Disintegration into regional units would make our assistance very difficult. Each of these would presumably be created by one or more strong personalities. Assuming that they are genuinely anti-Communist, they would at once be facing acute financial problems which would complicate matters within their own areas and help the increasing Communist infiltration. There would be changes in leadership from natural causes and from political machinations. There would be strong temptations to draw upon our willingness to aid and to use this in bargaining with rivals or even with Communists. The resulting economic and other chaos would aggravate the present discontent or despair and inflame anti-American resentment. Meanwhile the Communists would be utilizing all these circumstances to their own advantage. Of course, if disintegration proves unavoidable and if there could be retained a loose federation with a semblance of central authority we might help to some extent through this nominal central Government.
I believe that if we wish to anticipate this, there would seem to be two alternatives for us:
- (1)
- We could give outright military aid, including advice, to the National Government encouraging a large measure of reform and conditioning further aid upon progress in this. This would involve a much greater intervention in Chinese administrative processes and perhaps very much larger expenditure than would have been necessary before deterioration had reached its present stage. We should be prepared for aroused violent anti-American feelings due to Nationalistic resentment against our interference and its immediate consequences. The Communist issue would be blurred in popular thought and they would, of course, effectively exploit it. Even so, we could probably crush the Communist military strength and secure some sort of settlement, but that would not end our participation.
- (2)
- We could continue to keep the door open for our assistance toward a negotiated peace and in the military reorganization and the economic recovery that should follow. We should condition this upon the [Page 410] maintenance of certain safeguards to democracy, including freedom of speech, publication, elections, et cetera, the avoidance of minority controls, of secret police and of other totalitarian methods. We can dare to believe that the insidious methods of Communism would be largely neutralized by being thus forced out into the open. More positive advocacy of education for citizenship, cultural interchanges and improved economic livelihood would further help to disseminate democratic ideas and in general accentuate the natural Chinese attraction for what we may modestly describe as our American way of life and China would then be spontaneously and intelligently our ally in any ideological or even more serious conflict.
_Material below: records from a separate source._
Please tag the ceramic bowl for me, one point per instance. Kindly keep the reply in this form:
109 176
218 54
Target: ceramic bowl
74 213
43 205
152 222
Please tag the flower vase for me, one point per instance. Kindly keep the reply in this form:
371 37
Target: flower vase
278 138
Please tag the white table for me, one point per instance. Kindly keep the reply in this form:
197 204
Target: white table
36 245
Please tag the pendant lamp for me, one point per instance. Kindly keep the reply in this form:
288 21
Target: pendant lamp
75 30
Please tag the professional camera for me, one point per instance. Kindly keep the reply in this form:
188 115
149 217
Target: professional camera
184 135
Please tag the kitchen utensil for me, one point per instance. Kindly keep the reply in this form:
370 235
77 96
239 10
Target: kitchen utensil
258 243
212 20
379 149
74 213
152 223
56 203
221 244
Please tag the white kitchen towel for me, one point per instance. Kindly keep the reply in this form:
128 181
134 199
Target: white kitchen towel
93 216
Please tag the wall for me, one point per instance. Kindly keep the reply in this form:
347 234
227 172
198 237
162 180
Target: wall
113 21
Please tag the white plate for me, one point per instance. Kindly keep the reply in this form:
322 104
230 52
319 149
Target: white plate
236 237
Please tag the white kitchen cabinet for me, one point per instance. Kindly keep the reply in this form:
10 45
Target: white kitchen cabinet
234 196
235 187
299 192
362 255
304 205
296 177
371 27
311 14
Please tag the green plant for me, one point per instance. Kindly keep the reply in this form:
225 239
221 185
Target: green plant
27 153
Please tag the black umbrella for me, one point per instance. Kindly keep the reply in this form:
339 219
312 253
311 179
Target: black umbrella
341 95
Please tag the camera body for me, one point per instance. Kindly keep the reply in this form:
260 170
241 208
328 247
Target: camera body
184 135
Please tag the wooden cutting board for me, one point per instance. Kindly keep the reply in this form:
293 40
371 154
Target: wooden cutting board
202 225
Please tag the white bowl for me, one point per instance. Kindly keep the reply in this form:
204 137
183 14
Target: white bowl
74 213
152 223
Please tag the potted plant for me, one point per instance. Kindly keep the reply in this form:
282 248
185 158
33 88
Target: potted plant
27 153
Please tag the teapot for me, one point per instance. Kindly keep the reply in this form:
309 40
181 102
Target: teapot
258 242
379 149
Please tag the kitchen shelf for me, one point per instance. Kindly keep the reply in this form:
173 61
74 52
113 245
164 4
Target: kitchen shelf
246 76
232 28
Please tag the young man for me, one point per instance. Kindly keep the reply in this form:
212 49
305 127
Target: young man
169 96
You can readily see from a comparison of these two telegrams that we are in disagreement over the course which should be followed if a serious break occurs in China. We are agreed, however, that even though the moment of crisis is not here, it is quite likely that it is not far off and we should be prepared to meet it. We would all greatly appreciate an expression of the Department’s views in at least general terms on the policy which the United States is likely to follow in the event of a major change. It is, of course, at this particular moment impossible to be precise, but we would appreciate a general indication for our guidance should the situation develop as we see it.